The point of having Rust-based WebAssembly in Node.js is to offload some compute-heavy parts from Node.js to Rust, which runs significantly faster for tasks that require algorithmic or memory optimization. The Rust compiler is smart enough to optimize its base functions, which makes it run faster. However, the combination of a single-threaded Node.js and Rust-based WebAssembly, which also runs without threading, won’t do much to save you time or resources.

The idea is to use a Node.js module worker_threads to spin up a new Rust WebAssembly computation without having a sync operation waiting in the main thread. Let’s demonstrate how to spin up a Node.js worker thread from JavaScript WebAssembly wrapper similar to this:

const {Worker} = require('worker_threads');

...
const worker = new Worker('wasm-wrapper.js', {...someDataIfWeNeed});
worker.on('message', resolve);
worker.on('error', reject);
worker.on('exit', (code) => {
  if (code !== 0) {
        console.log(`Worker stopped with exit code ${code}`);
    }
});
…

wasm-wrapper.js is not the actual Wasm file; worker_threadspins up only JavaScript files, which are parsable and contain main executional processes. A Wasm file itself is just a library that exports functions to be accessible from JavaScript, which is why we need a JS wrapper function.

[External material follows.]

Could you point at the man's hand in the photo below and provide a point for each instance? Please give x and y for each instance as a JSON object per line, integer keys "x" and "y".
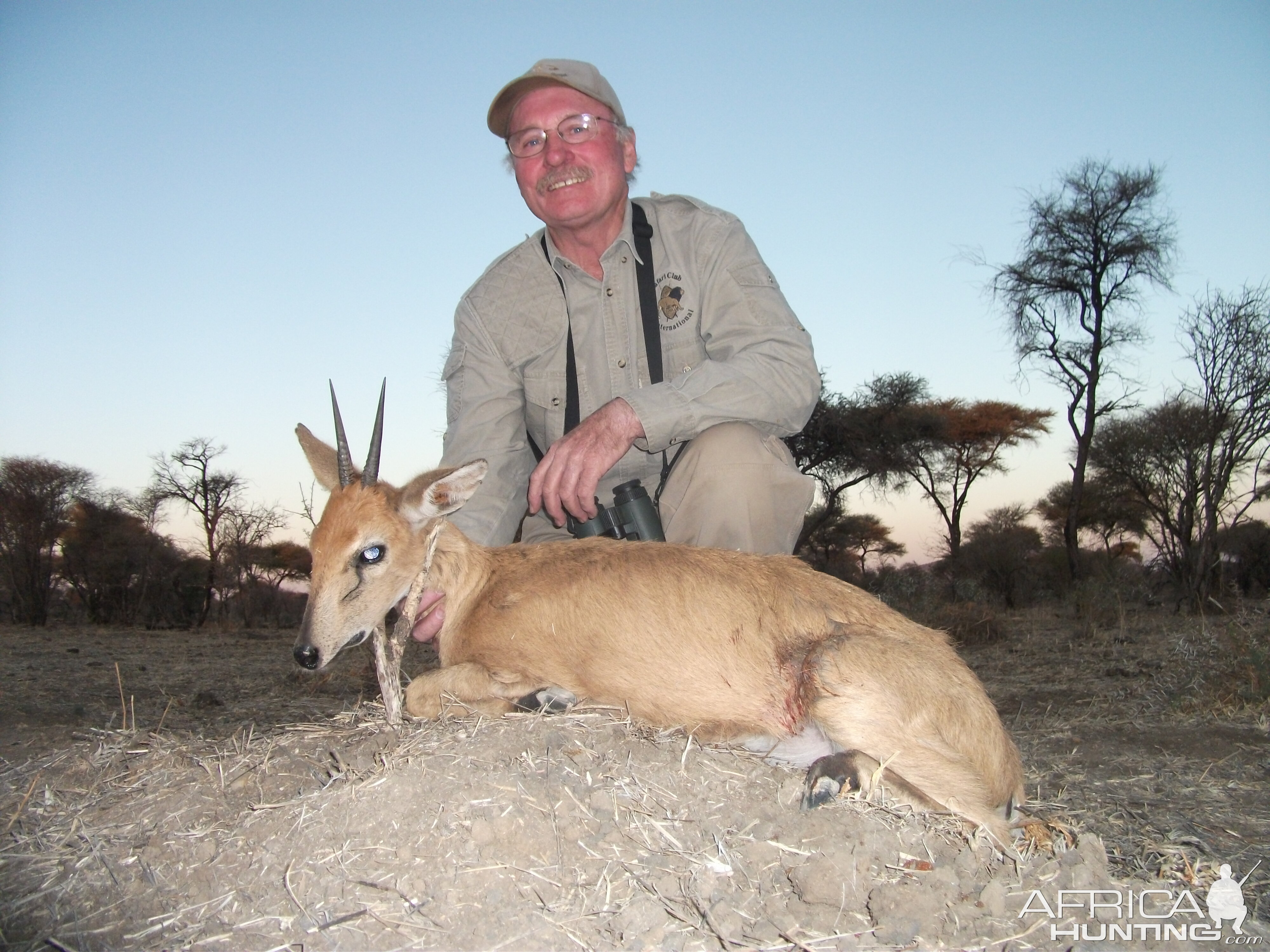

How to make a real WebAssembly integration in Rust

Before Rust’s involvement in WebAssembly, it was very hard to compile a project into a Wasm file due to the lack of compile tools. The Rust community made it amazingly simple to jump into WebAssembly.

To start, install Cargo/Rust and wasm-pack. Once the base installation setup is done, you’re ready to start coding.

mod utils;

use wasm_bindgen::prelude::*;

// When the `wee_alloc` feature is enabled, use `wee_alloc` as the global
// allocator.
#[cfg(feature = "wee_alloc")]
#[global_allocator]
static ALLOC: wee_alloc::WeeAlloc = wee_alloc::WeeAlloc::INIT;

#[wasm_bindgen]
pub fn greet() -> String {
    String::from("Hello World!")
}

This is a basic “Hello, World!” for Rust WebAssembly. By compiling it with wasm-pack, we get a full JS wrapper and Wasm file.

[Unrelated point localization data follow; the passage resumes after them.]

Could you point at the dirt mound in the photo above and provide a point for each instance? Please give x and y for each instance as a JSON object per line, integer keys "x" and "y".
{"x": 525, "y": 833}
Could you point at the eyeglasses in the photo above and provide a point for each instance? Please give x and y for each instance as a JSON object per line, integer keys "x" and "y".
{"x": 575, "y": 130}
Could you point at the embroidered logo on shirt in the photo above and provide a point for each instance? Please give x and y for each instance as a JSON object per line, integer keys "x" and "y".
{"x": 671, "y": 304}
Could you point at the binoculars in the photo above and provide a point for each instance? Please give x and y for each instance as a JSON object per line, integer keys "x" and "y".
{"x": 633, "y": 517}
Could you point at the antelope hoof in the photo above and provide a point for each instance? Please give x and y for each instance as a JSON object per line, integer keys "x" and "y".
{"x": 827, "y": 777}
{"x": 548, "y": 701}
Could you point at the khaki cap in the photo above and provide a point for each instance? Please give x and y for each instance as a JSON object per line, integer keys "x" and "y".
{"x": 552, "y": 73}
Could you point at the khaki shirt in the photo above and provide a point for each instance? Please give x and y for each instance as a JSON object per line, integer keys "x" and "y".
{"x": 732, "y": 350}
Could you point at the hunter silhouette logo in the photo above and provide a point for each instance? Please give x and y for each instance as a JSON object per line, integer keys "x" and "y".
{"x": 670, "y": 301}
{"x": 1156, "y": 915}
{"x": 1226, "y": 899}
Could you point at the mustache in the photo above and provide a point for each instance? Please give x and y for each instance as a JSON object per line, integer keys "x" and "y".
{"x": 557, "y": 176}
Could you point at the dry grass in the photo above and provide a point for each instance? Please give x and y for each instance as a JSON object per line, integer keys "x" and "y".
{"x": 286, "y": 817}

~# wasm-pack build --target=nodejs

# Output files
pkg/<project_name>_bg.wasm
    <project_name>.js

We are not going to work with the Wasm file directly because it is already wrapped with helper functions inside the JS file.

const {greet} = require('./pkg/<project_name>.js');
console.log(greet());

// This will print "Hello World!"

This basic example shows how easy it can be to make a WebAssembly integration with Node.js. Now let’s connect those two pieces with a shared buffer variable inside a worker thread.

WebAssembly and worker threads

We’re at the stage where we can call a WebAssembly function within Node.js. Again, the actual Node.js worker thread is just a JS file that needs to be executed as a separate thread.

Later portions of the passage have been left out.